# I lost weight !



## Barbie1 (Aug 19, 2017)

down another pound almost 2 pounds 
I really cut down on eating snacks / soda and junk food or any alcohol.Today is my cheat day though and its time to eat I give myself one cheat day a week which is usually saturday and eat whatever I have been craving!


----------



## theblendingqueen (Aug 30, 2017)

Keep up the good work ! Don't forget the sport.

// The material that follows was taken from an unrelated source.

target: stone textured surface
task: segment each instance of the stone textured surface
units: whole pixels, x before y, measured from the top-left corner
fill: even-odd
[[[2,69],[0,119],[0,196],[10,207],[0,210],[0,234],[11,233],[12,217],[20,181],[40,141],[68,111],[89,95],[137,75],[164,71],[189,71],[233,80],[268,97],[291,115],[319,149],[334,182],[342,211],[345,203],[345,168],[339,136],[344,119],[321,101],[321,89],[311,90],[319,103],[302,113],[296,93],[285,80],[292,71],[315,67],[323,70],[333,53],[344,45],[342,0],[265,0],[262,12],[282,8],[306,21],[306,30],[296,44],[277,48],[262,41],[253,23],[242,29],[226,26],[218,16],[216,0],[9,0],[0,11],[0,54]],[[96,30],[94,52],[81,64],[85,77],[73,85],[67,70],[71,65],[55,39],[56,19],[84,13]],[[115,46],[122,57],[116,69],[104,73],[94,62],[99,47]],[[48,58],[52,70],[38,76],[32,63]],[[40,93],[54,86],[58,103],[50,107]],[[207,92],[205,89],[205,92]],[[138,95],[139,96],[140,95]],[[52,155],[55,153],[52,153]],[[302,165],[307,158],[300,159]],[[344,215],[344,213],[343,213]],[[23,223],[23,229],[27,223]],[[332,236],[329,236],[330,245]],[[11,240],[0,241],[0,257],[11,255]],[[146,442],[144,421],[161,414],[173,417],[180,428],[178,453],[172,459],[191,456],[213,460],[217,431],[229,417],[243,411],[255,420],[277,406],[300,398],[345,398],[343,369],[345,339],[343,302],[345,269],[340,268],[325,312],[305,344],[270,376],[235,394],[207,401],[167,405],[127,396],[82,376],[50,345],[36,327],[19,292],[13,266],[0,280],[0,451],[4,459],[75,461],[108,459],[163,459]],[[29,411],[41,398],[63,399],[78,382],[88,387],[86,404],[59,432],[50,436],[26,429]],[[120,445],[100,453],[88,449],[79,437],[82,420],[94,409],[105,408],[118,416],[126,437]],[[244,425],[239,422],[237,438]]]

It's also a good factor in losing weight.


----------



## toupeemoor (Nov 2, 2017)

Good job and keep up the good work


----------



## juraseka (Nov 8, 2017)

It's amazing how much weight we can lose just by removing junk food, and how quickly you can gain it back when you start again!


----------



## toupeemoor (Nov 10, 2017)

That's great news! Keep up the good work! But remember, eating too much is still not a good thing even though it's your cheat day. There are still tons of healthy snacks that you can munch on during your cheat day. 80% Nutrition, 20% Exercise.  Abs are made in the kitchen, not in the gym.


----------



## toupeemoor (Dec 8, 2017)

Keep up the good work ^_^


----------



## angelazoe1 (Mar 20, 2018)

Congratulations. I always lose weight via eating less and ealier for dinner. Hope it may helps.


----------



## tamil1996 (May 4, 2018)

Thank You for sharing the informative post.


----------



## toupeemoor (May 18, 2018)

Keep up the good work!


----------